Un site à l’UQAM sur le coronavirus
Une page web intitulée «Info coronavirus» a été mise en ligne par l’UQAM. On y retrouve principalement les plus récentes communications de la Direction avec la communauté universitaire sur le sujet.
Le 28 février dernier, la Direction indiquait dans un message à la communauté qu’à la suite du signalement d’un premier cas probable de coronavirus (COVID-19) au Québec la veille, elle prenait «les mesures nécessaires pour se préparer à toute éventualité.»
Depuis janvier dernier, toutes les activités académiques en Chine, dont les échanges de mobilité étudiante, ont été suspendues jusqu’à nouvel ordre. Cette directive a été étendue à la Corée du Sud, à l’Italie du Nord et à l’Iran. Aucun déplacement dans ces régions du monde n’est cautionné par l’Université. D’autres destinations pourraient être ajoutées à la liste selon l’évolution de la situation.
Cette page web sera bonifiée selon les développements en lien avec l’épidémie de coronavirus.
Impacts économiques
Au cours des derniers jours, les grands indices boursiers ont affiché des baisses allant de 1,5 % à plus de 4 %. Le climat d’incertitude causé par la crise sanitaire affecte de manière importante les prises de décision des autorités politiques, des entreprises, des investisseurs et des ménages, a souligné Julien Martin. «Les mesures de restriction à la mobilité, par exemple, qui se sont avérées efficaces pour endiguer la propagation du virus, ont des conséquences économiques importantes, notamment dans les secteurs du tourisme et du transport, aérien comme ferroviaire», a fait remarquer l’économiste.
«Alors que 145 millions de Chinois voyagent chaque année à l’étranger, plus de 130 pays ont imposé des restrictions à l’arrivée de touristes chinois ou de personnes ayant visité récemment la Chine», a noté Guy Saint-Jacques. «Les touristes chinois, qui ont tendance à voyager sur des périodes assez longues, représentent une manne économique pour plusieurs pays comme le Canada, les États-Unis et la France», a renchéri Julien Martin.
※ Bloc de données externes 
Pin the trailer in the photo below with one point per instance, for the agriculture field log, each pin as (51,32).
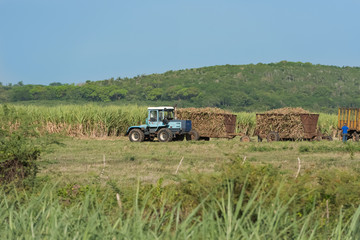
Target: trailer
(211,123)
(350,117)
(287,126)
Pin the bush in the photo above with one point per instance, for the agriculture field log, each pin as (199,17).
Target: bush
(20,147)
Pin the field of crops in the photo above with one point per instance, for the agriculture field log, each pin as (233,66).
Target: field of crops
(99,121)
(93,183)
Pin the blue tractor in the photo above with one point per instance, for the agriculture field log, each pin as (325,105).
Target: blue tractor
(162,124)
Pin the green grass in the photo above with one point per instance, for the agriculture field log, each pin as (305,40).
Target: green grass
(110,120)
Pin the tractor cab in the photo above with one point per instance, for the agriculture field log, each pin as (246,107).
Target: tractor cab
(162,124)
(159,116)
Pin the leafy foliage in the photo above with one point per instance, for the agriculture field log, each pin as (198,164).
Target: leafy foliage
(20,147)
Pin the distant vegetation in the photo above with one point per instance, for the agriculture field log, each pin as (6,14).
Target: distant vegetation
(98,121)
(235,87)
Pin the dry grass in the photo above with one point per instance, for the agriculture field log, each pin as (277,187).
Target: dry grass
(81,160)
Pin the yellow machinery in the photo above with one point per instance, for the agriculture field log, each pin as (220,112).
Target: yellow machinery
(350,117)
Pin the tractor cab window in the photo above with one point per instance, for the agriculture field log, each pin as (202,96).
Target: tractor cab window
(161,115)
(153,116)
(169,115)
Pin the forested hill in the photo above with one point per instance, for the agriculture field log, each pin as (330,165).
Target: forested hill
(237,87)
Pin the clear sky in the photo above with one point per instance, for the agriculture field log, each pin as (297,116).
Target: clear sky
(45,41)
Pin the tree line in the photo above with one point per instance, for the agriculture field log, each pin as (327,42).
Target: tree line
(235,87)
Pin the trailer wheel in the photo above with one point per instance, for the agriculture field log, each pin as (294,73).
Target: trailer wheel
(272,136)
(179,137)
(192,135)
(355,137)
(245,139)
(165,135)
(136,135)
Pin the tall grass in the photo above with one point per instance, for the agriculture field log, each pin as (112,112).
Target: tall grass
(43,215)
(79,120)
(98,121)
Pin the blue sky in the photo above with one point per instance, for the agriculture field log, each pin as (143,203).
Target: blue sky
(45,41)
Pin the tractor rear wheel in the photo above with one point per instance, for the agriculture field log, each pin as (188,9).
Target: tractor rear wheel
(272,136)
(245,139)
(165,135)
(192,135)
(355,137)
(136,135)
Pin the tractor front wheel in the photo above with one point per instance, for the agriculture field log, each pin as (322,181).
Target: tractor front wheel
(165,135)
(272,136)
(136,135)
(192,135)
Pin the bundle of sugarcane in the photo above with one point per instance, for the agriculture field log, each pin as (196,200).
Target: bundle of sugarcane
(210,122)
(285,121)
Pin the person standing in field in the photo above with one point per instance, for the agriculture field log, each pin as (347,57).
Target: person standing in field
(345,129)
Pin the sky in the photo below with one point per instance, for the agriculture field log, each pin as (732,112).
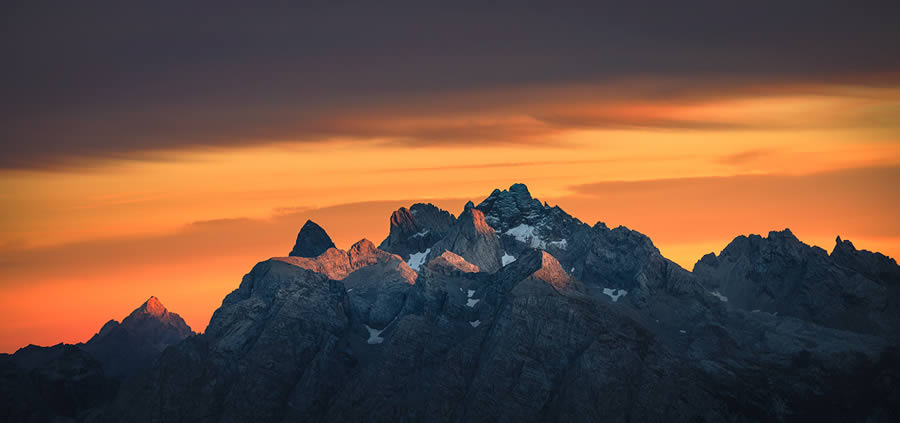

Par ailleurs, le fait que des gens ne puissent pas se déplacer et travailler, que l’on ferme certaines entreprises ou certains services, a forcément un impact sur la production.
Un autre effet économique important concerne les chaînes de valeurs mondiales, soit les chaînes de production de biens fragmentées à travers un grand nombre de pays. «Il suffit qu’un problème survienne à un endroit pour que cela affecte l’ensemble de la production, a noté l’économiste. Or, la Chine est l’un des nœuds les plus importants de la chaîne.» La Chine occupe maintenant une place beaucoup plus importante dans l’économie mondiale qu’à l’époque du SRAS, a ajouté Guy Saint-Jacques. «En 2003, ce pays comptait pour environ 4 % du PIB mondial, contre 17 % aujourd’hui.»
Dans un régime autoritaire comme celui de la Chine, personne ne veut être porteur de mauvaises nouvelles ou prendre des décisions impopulaires, a rappelé l’ancien ambassadeur. «Les autorités chinoises ont injecté 174 milliards de dollars US dans l’économie et ont baissé les taux d’intérêt. Sur le plan côté politique, les dirigeants du Parti communiste et des fonctionnaires locaux ont été sévèrement critiqués pour leur contrôle exercé sur la circulation de l’information afin de calmer la grogne.»
En guise de conclusion, Cécile Tremblay s’est voulue rassurante. «La peur est plus contagieuse que le virus, a-t-elle déclaré. Ce qui guide le type de réponse à apporter à une épidémie, c’est notre perception du risque. Or, on oublie que la grippe saisonnière est une menace plus réelle au Canada. Depuis novembre 2019, 1 500 personnes sont mortes à cause de l’influenza.»